Nine Canadian and Australian divisions, almost 200,000 men, attacked the German trenches near Amiens, deep in France — and for the first time in the war, the German troops ran away.
By the second day of the battle the Germans were resisting fiercely again, but the German commander, General Erich Ludendorff, called it "the black day of the German army". After that Germany did nothing but retreat, and the armistice was signed only three months later.
The Bolshevik Revolution took Russia out of the war in 1917, and Germany was able to shift half a million troops to western Europe.
For the first time it had numerical superiority over the British and French troops, and the great German offensives of spring 1918 tore the old Western Front apart.
But the German offensives ran out of steam without permanently splitting the French and British armies, and the war might have ended there — in a draw.
Everybody was exhausted by 1918, and half the French army had mutinied in 1917 and was still not fit for combat, while British divisions were down to half their strength. Only the Canadians and the Australians still had full-strength divisions (up to 25,000 men), and they were very experienced troops by 1918. That's why they spearheaded almost every attack in the "Hundred Days" offensive that ended the war.
But the real reason German morale collapsed was that 10,000 more American troops were landing in France every day.
That's the real history, and the result was a catastrophic defeat for Germany and a peace treaty so harsh that it laid the foundations for the rise of Adolf Hitler and a second — even worse — world war.
But change only one decision, and it could all have come out very differently.

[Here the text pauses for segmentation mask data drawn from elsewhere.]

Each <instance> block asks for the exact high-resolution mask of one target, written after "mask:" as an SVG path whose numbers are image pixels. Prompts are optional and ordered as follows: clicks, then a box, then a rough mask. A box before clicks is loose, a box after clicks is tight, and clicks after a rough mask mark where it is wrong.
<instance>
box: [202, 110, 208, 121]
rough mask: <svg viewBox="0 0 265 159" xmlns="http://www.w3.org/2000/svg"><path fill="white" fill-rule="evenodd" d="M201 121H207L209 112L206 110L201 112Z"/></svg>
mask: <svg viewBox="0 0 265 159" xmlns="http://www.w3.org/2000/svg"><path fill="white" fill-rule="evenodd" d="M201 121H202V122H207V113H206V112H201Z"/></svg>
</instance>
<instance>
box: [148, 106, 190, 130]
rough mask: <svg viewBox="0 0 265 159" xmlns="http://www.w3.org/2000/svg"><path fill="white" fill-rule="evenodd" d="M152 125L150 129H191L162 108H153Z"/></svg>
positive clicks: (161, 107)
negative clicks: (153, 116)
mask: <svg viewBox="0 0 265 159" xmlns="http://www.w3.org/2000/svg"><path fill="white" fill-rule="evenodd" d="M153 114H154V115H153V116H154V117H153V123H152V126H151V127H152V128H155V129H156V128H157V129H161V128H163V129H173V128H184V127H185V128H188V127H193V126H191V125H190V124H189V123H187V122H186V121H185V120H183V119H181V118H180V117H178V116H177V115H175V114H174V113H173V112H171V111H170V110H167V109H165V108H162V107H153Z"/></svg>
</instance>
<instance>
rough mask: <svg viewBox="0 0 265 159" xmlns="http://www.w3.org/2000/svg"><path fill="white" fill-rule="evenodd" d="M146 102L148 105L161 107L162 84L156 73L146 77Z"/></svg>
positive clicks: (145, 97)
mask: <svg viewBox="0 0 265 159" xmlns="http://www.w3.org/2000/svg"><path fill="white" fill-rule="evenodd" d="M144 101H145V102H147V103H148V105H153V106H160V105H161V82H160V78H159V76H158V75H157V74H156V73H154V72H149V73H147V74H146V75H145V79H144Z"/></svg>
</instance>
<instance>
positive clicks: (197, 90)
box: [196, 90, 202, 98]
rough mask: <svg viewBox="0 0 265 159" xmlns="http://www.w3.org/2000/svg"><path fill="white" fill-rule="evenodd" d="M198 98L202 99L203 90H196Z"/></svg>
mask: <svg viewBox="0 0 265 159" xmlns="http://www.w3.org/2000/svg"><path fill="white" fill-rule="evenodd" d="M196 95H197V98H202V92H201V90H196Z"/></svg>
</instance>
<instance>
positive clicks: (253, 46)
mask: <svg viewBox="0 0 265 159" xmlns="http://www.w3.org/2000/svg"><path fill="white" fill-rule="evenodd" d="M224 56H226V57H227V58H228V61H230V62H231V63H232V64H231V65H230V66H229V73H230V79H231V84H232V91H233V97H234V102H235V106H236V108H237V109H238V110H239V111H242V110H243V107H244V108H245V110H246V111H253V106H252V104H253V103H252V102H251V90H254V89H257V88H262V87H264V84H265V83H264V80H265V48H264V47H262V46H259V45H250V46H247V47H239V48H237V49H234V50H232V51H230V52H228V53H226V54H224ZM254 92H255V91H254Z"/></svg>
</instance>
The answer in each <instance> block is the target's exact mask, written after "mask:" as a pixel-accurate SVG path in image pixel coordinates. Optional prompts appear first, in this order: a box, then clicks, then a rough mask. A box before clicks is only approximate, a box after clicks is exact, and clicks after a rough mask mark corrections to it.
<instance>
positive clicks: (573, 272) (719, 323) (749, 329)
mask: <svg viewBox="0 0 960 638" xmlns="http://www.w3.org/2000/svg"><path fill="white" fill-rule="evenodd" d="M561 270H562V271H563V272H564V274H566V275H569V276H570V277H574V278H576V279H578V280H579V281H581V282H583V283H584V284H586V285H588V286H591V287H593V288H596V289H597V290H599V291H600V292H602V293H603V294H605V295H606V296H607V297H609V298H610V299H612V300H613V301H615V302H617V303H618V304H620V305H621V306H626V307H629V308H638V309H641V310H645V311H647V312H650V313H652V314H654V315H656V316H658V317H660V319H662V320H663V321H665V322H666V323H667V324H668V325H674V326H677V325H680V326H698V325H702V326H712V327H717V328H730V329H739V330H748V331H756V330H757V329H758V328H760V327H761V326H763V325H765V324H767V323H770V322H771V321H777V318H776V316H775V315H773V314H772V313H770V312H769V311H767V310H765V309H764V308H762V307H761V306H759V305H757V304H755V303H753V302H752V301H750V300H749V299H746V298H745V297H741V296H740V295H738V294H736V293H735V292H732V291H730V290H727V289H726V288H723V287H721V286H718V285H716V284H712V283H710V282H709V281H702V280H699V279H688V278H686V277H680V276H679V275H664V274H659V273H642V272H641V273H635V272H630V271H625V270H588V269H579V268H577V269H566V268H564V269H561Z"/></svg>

That decision was taken in January 1917.
At that point there seemed no way for Germany to beat the far larger numbers of its enemies on the battlefield, and a German admiral persuaded the government to launch unrestricted submarine attacks on ships bringing supplies to Britain — including ships of neutral countries like the United States.
That would bring America into the war, of course, but the admiral promised that Britain would be starved into making peace long before any American troops reached Europe.
He was wrong — Britain didn't starve, and the United States declared war on Germany in April 1917. By mid-1918, US troops were flooding into France, and the game was up.
Timing is everything. The Russian revolution happened just after Germany decided on unrestricted submarine warfare — if that decision had been delayed by only two months, Berlin would have known that Russia was probably going to leave the war and they would never have taken the desperate gamble that the admiral was urging on them.
The German U-boats would never have sunk American ships, the US would have stayed out of the war ... and Germany might have won in 1918.
That would have been a good thing, because Germany would not have won a huge, decisive victory. It would just have won on points: "Okay, our spring offensives didn't succeed, but our troops are standing up to your counter-offensive (no masses of American troops to demoralise them). So maybe we should all just quit and go home."
There would have been no "peace" treaty like Versailles that heaped all the blame for the war on one side and made the losers pay the entire cost of it ("reparations").
Germany would presumably have got its colonies back, but no territory would have changed hands in western Europe. And there probably would not have been World War II.
Hitler came to power because Germany was punished so severely for a "war guilt" that was really a shared responsibility.
A "no-score draw", by contrast, could have focused people's attention more sharply on the basic lunacy of an international system that fostered such wars.
By the turn of a coin we got the 20th century that's in the history books, instead.
Too bad ... it's hard to think of a different 20th century that would have been worse.